がーんショックなぐらい空いて 10 日ぶり日記。
結構細かいこといろいろ思いついて、書こうと思ったんだけど忘れている。

ノートとか PDA とかを持ち歩くといいのかもしれないが、いまいちいいのがない。
メインノートのレッツノートは、満を持して復活したトラックボール版だが、
ベッドサイドネット機になってしまった。重さが半端で持ち歩かない気がするし、
どうも昔のようにノートでばりばり文章を書くパワーがなくなっている。
カシオの FIVA というのが好きなんだけど、
出てもうだいぶたつし、、。ソニーの目玉バイオもソッコーで飽きて売っちゃって、
いま売った相手はスペインにいる。元気かな。
今は人のものといえば HP-200LX というプログラム電卓(中身は PC-XT 互換)というヘンなのを
持っていたが、これもメールで間違いをいっぱい発見してくださった方に譲ってしまい、
現在はその方の後輩が持っているようだ。
あと、今や希少品の Mobile Gear MK シリーズ(DOS 版)というのを持ってい、
これに PocketBSD を入れて遊んでいたが、やはり限界が(ぼくには)あって本棚に置いてある。
やっぱり最低 800x600 でカラーのパソコンで、600g ぐらいのが欲しいらしい。
また買おうかなー。買ってしばらくは楽しいんだよなあ。
でも飽きたらもったいないし。どうせ飽きるし。

ノートといえば、先々週に液晶が割れてしまった。ノートの液晶を割ったのはこれが2回目。
1回目は確かな手ごたえがあったのだが(枕もとに置いてて踏んでしまった。踏むなよ)
今回はどういうキッカケかわからないが左端中央部から画面の中心に掛けてピシッと亀裂が。
起動してみると見事に全体が見えない。TFTのくせに。(そういう問題じゃないのか)
秋葉のサポセンに持ち込むと、1週間で復帰。
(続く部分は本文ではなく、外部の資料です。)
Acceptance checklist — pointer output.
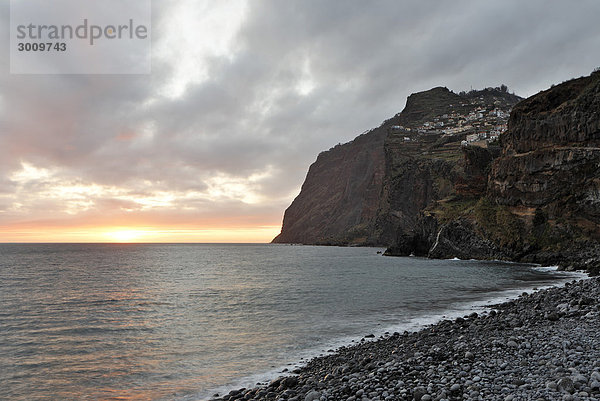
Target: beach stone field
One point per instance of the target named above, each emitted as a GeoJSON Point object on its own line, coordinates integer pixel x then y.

中のデータはそのまま修理だったので一安心だが、
ここに書きたくないぐらいのお金を取られた。

週刊文春に先崎学さんという将棋の棋士の方がコラムを書いてい、愛読している。
加藤一二三(ひふみ)九段のことを将棋の初心者は加藤ハジメ二百三十九段と読む、とあって
車中で爆笑しそうになる。
将棋、碁、競馬、証券、いずれもぜんぜん門外漢なのだが、なんかテレビでやってると
ぼんやり見るクセがある。ルールもなにもわからないで見ていると、専門用語の応酬がなんか
遊んでるみたいで面白い。「コアキナイが、、」とか「大引けで落ち着いた展開、、」とか(これは証券)
「ここでコスミツケルのも面白いかな」(これは囲碁)とか。

先週の土曜日、ギャラクシークエストという映画を見る。
これが胸のすく快作。必見。東京では渋谷のシネクイントというところで単館でやってるが、
単館でやる内容じゃない。いちおうスタートレックのパロディをやってるうちに、
まっとうなスペースオペラになってしまった、という作品ですが、どんな方も楽しめます。
すし詰めの館内が最後は割れんばかりの拍手、拍手。こんなのひさしぶり。

本はローズ・マダーを読了する。
サイコホラー、ファンタジー、ロマンスものとしておのおの1冊の本になりそうな話を、
1冊にシームレスにまとめ、相互が影響を及ぼしながら収斂していく手法や、
ファンタジー世界の秩序/論理の精緻さ(これがないとファンタジーはつまらない)と
それが現実の隠喩として効いてくる部分など、エンターテインメントも文学も越えた
傑作の1冊、と言えるが、ぼくはおなかいっぱいにはなるものの双手を挙げて大絶賛、
というほど好きにはならなかった。
もっとも、悪役の暴力警官(またも)が、悪に転じた通奏低音として子供の頃の
虐待が匂わされていることが、重層的な効果をあげているのに感心する。
ちなみに現在のところでのぼくの怖い本ベスト。
●ゴールデンボーイ/スティーヴン・キング
●プードルの身代金/パトリシア・ハイスミス
●イーディスの日記/パトリシア・ハイスミス(ハイスミスの本はどれも好きだが怖さではこの2冊か)
●背徳の仮面/ジョン・コーリー
●シンプル・プラン/スコット・スミス(どれか1冊、ということならこれだろう)
●レッド・ドラゴン/トマス・ハリス(ハリスはこれがいちばん怖い。途中めちゃくちゃ怖い場面がある)
こうやって考えるとやっぱサイコパスもので、登場人物がそれなりにインテリなのだが、
つまらない衝動でどんどん深みにはまっていくものが好きなようだ。

近所の古本屋さん、もう読みたい本がつきてしまった。
それでも惰性でまあ読みそうな本を買うが納得いかず、反動で新刊書店で何冊か買ってしまい、
結局節約にならない。自由が丘にでも出ればもう少し古本で読める本が集まるのかもしれないが、
本はふらっと立ち寄って買いたいほうなので。
もっとでかい book-off ができないかなあ。こういうとこが現在住んでるところの不満点。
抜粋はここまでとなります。